- Associated Press - Monday, January 11, 2016

SALT LAKE CITY (AP) - A former Utah lawmaker was sentenced to probation Monday for taking campaign cash from the mayor of Salt Lake County, but prosecutors say they’re investigating allegations of more missing money.

Democrat Justin Miller said he deeply regrets pocketing about $24,000 when he was the county mayor’s campaign manager and paid back the money as part of a deal with prosecutors.

But Mayor Ben McAdams, also a Democrat, says a new accounting found a total of $50,000 disappeared during Miller’s tenure.

“Justin stole, not only from Ben, but by stealing from campaign donations, he effectively stole from friends and neighbors,” said Julie McAdams, the mayor’s wife, who spoke at his sentencing.

Prosecutor Steven Major said his office is investigating the new allegations and could file new charges.



Miller’s lawyer denied the allegations, saying that while there may have been misunderstandings in the accounting, there was no other criminal wrongdoing.

“It appears that they’re saying, ‘Well, Justin agreed to wrongdoing in this one case, let’s see what else we can pile on,’” said attorney Steven Shapiro.

Julie McAdams asked the judge to send Miller to jail.

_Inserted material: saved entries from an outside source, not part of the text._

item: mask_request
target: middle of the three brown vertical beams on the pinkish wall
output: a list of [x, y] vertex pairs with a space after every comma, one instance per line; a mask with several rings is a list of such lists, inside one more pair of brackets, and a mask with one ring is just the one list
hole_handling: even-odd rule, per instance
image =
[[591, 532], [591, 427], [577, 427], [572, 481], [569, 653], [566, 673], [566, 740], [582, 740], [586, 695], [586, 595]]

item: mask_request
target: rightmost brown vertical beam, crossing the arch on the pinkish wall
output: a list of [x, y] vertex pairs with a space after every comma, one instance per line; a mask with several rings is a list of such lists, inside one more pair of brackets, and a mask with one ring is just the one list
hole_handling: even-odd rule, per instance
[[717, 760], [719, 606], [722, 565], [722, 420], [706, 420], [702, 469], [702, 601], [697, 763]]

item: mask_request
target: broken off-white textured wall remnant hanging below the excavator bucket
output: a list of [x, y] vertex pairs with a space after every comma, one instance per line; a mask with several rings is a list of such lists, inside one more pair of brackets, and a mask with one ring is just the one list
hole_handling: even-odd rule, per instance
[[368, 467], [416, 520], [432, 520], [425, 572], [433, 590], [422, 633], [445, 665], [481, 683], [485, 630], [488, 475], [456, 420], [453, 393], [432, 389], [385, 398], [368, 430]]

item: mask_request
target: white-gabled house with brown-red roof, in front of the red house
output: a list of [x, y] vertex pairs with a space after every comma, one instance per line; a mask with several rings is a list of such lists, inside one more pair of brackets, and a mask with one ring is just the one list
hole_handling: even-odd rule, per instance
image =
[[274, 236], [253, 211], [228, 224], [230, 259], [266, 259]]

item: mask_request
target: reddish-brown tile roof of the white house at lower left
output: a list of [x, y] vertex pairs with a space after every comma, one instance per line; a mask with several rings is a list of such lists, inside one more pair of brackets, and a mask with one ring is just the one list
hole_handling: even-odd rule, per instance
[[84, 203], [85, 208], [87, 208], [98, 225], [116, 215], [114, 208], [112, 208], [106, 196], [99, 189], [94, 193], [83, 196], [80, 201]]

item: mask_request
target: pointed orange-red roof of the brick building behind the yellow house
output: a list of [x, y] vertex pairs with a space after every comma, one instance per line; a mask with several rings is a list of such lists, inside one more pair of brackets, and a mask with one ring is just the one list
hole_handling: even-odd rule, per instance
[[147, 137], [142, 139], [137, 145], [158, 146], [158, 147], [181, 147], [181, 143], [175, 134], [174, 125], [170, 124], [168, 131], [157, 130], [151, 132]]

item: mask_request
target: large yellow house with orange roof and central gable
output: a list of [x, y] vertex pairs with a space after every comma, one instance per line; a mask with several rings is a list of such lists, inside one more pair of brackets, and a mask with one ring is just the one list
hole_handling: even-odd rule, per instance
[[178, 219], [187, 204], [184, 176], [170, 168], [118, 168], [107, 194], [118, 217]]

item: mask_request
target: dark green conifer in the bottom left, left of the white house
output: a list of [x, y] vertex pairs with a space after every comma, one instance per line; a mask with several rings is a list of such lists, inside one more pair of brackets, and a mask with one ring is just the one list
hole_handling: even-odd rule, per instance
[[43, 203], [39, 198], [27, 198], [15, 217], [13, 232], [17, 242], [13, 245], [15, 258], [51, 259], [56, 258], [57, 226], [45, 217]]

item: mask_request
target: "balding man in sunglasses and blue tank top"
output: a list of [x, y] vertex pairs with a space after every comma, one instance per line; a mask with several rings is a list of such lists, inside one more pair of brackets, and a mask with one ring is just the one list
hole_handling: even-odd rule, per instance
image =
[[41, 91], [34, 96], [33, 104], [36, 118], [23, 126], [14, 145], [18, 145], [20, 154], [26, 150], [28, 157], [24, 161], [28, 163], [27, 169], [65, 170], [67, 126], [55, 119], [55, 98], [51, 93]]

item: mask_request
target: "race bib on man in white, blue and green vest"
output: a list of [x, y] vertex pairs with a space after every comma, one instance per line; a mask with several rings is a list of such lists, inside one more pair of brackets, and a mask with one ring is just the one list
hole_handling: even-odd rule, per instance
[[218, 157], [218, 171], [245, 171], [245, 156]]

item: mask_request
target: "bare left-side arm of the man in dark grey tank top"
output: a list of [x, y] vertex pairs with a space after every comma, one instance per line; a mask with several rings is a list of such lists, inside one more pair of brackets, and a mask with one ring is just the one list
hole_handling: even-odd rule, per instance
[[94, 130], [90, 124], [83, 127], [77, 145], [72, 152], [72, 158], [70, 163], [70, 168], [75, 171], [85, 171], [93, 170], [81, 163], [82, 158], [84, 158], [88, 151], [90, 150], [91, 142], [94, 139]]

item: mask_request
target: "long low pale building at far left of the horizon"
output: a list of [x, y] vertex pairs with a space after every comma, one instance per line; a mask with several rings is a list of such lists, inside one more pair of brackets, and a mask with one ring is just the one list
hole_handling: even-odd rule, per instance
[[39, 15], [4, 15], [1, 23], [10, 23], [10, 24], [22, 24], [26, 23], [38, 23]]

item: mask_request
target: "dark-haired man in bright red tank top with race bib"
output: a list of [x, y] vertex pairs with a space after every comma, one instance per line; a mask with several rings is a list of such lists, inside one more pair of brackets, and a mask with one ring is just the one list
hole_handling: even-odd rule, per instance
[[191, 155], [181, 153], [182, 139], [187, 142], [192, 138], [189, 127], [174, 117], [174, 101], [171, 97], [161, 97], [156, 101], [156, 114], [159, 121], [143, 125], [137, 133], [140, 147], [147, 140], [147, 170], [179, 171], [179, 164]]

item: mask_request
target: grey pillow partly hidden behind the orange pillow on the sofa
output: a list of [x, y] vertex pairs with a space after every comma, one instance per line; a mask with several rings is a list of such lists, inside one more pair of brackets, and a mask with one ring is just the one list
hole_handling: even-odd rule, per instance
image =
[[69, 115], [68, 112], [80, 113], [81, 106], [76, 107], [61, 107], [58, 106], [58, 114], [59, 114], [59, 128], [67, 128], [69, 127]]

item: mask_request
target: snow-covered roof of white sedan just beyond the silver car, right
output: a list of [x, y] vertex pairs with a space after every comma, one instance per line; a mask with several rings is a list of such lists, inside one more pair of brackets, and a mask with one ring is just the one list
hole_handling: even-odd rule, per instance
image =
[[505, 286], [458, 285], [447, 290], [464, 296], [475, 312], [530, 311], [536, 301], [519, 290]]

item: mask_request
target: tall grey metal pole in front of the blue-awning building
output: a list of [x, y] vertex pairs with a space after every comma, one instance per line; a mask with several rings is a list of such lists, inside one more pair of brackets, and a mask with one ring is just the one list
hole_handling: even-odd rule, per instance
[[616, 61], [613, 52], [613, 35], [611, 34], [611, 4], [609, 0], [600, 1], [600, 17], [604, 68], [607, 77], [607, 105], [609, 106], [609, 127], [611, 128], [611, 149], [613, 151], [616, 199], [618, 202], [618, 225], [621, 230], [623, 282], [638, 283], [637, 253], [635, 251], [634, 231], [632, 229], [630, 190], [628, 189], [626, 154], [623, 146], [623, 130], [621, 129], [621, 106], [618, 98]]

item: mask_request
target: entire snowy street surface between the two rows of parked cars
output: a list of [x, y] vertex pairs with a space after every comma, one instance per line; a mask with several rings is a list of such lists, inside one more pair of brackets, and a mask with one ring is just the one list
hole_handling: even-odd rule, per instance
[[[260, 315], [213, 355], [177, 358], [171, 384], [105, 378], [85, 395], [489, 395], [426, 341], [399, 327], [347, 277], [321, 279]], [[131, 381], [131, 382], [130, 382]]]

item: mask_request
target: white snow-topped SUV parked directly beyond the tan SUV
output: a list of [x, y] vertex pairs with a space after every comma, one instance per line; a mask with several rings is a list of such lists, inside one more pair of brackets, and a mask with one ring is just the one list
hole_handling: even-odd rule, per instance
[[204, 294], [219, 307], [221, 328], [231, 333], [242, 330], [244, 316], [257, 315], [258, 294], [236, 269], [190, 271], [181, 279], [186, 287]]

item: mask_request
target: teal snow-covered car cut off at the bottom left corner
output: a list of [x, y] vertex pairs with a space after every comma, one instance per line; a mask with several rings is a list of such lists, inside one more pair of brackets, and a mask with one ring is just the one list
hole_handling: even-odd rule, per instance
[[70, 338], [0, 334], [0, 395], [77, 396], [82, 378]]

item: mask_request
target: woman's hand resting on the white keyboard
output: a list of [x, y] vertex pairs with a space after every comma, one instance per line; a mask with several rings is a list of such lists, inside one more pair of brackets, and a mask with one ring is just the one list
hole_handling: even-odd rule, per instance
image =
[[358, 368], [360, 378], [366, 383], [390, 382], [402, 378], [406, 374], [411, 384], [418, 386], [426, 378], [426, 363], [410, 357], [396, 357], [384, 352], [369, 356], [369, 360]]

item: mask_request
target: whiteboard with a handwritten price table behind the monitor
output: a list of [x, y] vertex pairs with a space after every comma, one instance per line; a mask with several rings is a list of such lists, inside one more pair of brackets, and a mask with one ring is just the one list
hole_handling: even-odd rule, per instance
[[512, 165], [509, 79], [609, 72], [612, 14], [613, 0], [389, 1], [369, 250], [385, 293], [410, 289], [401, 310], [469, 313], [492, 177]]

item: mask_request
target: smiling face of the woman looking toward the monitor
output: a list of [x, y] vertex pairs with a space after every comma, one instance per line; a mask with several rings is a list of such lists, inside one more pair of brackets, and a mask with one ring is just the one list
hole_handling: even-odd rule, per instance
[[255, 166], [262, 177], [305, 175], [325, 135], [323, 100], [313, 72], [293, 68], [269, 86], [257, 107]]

Judge Randall Skanchy abided by the terms of the plea deal and gave Miller 18 months’ probation, though he also added 250 hours of community service.

The case became public last summer, when Ben McAdams released a recording of himself confronting his one-time employee about the missing money. Miller shot back by saying he was being retaliated against for raising red flags about the office’s relationship with a well-connected political consulting group.

Several months later, Miller, 35, pleaded guilty to a felony communications fraud charge in a hearing quietly scheduled the same day the charges were filed.

He acknowledged that he wrote himself a check for $24,388 to cover estimated catering charges for an event in April 2014 because had planned to pay with his personal credit card to earn reward points, something his lawyer said was a common practice in the campaign.

When he found out the caterer couldn’t accept his card, Miller wrote another check from the campaign fund, but never repaid the first advance, according to charging documents.

He was elected to represent the Millcreek area of Salt Lake City in the Utah House of Representatives before the allegations became public, and served for less than year. He resigned the same day as he pleaded guilty in October.

Miller said then he was cooperating with an FBI investigation into McAdam’s office, but that probe was closed the following month without finding any evidence of wrongdoing on the county mayor’s part.

Julie McAdams decried Miller’s allegations, and said they made her re-consider whether her husband’s office was worth the burden on their family.

“How ironic is that Justin would seek to be the victim here?” she said.

Miller declined to comment Monday on the now-closed FBI investigation.

The fraud case wasn’t his only brush with the law: About 10 years ago, he was arrested at the Salt Lake Bees’ minor league baseball stadium on suspicion of trying to shoplift a jersey from the gift shop. Miller said he accidently forgot to pay, and the misdemeanor theft charge in that case was dismissed in exchange for community service with the Salt Lake County Democratic Party.